An open question these days is what the role of task-specific / finetuned models will be. I can only think of three scenarios where it makes sense to work on task-specific models.
The first scenario is if you have private (e.g., legal, medical, business) data not found on the web that you want the model to know. And you have to have a decent amount of it—if it’s only a little bit, it'll be much easier to put it into a long-context model or retrieve it. Even if the best models today can’t do long-context or retrieval well, they probably will be able to in a few years.
The second scenario is if you are doing a domain-specific task and care a lot about doing it with low latency or low cost. For example, codex is a great use case, since you only need the coding ability and you want people to be able to use it at scale, quickly and cheaply. This makes sense because if you’re only doing one domain, you don’t need as many model parameters as general models do (less memorization required).
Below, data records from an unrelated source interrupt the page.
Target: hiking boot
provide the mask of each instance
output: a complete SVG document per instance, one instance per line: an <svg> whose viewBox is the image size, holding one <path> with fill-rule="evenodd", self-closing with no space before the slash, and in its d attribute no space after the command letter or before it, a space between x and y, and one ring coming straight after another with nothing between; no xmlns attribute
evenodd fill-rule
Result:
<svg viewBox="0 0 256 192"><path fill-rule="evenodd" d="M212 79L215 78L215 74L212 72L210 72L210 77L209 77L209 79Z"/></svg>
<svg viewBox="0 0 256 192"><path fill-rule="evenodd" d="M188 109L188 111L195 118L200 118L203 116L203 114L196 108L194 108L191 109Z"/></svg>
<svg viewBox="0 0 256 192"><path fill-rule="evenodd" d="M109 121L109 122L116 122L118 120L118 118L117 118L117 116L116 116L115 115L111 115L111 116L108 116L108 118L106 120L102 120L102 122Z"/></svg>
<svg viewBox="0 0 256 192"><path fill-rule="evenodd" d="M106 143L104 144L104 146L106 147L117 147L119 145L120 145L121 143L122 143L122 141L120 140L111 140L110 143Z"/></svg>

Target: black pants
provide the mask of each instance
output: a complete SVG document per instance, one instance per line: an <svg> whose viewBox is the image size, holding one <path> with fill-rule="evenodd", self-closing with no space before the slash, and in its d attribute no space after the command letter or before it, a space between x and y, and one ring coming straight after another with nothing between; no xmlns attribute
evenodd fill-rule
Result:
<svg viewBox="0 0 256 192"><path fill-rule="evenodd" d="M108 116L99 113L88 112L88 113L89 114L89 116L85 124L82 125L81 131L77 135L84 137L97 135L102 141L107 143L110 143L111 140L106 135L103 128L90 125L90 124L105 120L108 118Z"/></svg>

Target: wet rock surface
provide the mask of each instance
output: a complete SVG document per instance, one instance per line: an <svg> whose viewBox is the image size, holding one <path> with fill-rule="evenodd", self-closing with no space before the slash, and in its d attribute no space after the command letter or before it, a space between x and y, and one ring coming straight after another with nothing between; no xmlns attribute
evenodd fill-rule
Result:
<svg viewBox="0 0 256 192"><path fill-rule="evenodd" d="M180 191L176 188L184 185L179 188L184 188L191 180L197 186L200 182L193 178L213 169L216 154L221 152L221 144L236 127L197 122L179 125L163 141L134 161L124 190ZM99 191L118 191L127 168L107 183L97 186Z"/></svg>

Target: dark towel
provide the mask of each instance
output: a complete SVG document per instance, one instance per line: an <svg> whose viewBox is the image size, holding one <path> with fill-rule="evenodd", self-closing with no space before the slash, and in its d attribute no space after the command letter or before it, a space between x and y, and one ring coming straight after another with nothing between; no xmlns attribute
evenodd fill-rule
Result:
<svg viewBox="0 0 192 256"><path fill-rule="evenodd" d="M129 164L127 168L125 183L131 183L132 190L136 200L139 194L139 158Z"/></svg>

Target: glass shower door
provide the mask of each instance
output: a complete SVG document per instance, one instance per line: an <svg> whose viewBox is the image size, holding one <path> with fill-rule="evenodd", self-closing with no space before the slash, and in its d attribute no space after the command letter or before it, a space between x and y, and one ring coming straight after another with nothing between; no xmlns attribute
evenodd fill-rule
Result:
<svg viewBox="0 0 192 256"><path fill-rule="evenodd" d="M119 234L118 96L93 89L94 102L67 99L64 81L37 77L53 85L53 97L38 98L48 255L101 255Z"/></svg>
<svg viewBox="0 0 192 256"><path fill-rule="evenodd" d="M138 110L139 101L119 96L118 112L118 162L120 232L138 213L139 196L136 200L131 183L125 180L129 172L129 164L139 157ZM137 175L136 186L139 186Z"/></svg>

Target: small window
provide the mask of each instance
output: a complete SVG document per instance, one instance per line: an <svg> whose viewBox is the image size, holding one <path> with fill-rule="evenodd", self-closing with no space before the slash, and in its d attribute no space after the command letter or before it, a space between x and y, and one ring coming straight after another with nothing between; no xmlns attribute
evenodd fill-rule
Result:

These two scenarios make sense because emergent performance on private tasks is not achievable by scaling (scenario 1), and scenario 2 by definition doesn’t want larger models.
The final scenario to use task-specific models is if you want to get the best possible performance on a task and can easily ride the wave of the next GPT-N+1 model (e.g., you are using a finetuning API from another provider, which will presumably get better as the provider trains better models).
In most other scenarios, it seems dangerous to focus on domain-specific models. For example, let’s say you train a model on some specific task and it beats GPT-4 this year. That is satisfying in the short run. However, with every GPT-n+1 could potentially beat your task-specific model due to scale enabling better reasoning, better access to tail knowledge, etc. We have seen this time and time again in the past (e.g., PubMedGPT and GPT-3 finetuned on GSM8K surpassed by PaLM). To me this is an obvious instance of The Bitter Lesson but would love to hear if I’ve missed anything.